Als würde man mich bewerten wollen.
Einer der Gründe, wieso ich Schule hasse. Intelligenz und Können kann man nicht in Noten messen.

Sobald mein Teller leer ist, drückt sie mir die volle Mülltüte in die Hand.

Ich schlurfe nach draußen und lasse den Abfall in die große Mülltonne fallen.
Kurz bleibe ich davor stehen.
Am liebsten würde ich meinen Kopf hinein stecken.

Gleich und Gleich gesellt sich gern, oder so ähnlich.

Allerdings ist es dann doch sogar unter meinem Niveau, sich in einer Mülltonne vor dem Leben zu verstecken.
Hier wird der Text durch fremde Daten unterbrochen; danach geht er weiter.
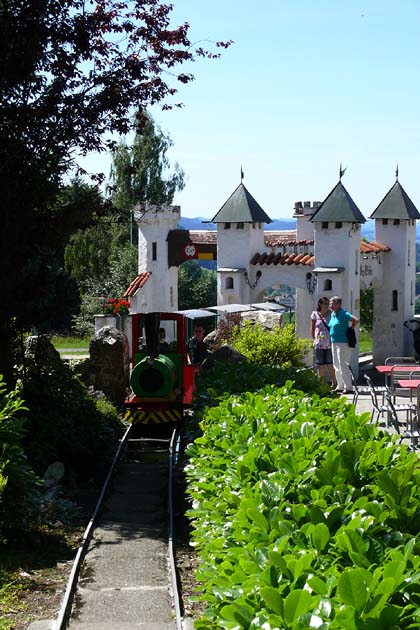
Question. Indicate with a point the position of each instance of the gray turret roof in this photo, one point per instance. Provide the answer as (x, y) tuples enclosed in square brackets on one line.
[(241, 207), (338, 206), (396, 205)]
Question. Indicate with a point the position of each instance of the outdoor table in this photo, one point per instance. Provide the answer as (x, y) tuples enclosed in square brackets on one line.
[(411, 383)]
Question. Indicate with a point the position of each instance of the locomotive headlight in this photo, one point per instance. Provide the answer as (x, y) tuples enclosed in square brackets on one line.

Im Haus gegenüber wird hinter hellen Vorhängen ein Licht in der oberen Etage angeknipst. Eine Silhouette ist kurz im Fenster zu sehen, offenbar eine Frau die sich das Oberteil auszieht.

Oh verdammt.

Obwohl ich natürlich rein gar nichts bis auf einen verschwommenen Umriss gesehen habe, werden meine Wangen heiß und rot und ich wende mich eilig ab.

Ich würde nicht sagen, dass ich unreif bin, ich habe einfach...nicht allzu viel Erfahrung mit Mädchen, um es so auszudrücken.

Mädchen wollen keinen depressiven Typen.

Einer der Gründe, wieso ich Menschen nicht mag. Sie verurteilen Leute für ihr Aussehen, ihre Gefühle und Vorstellungen, ohne sie zu kennen.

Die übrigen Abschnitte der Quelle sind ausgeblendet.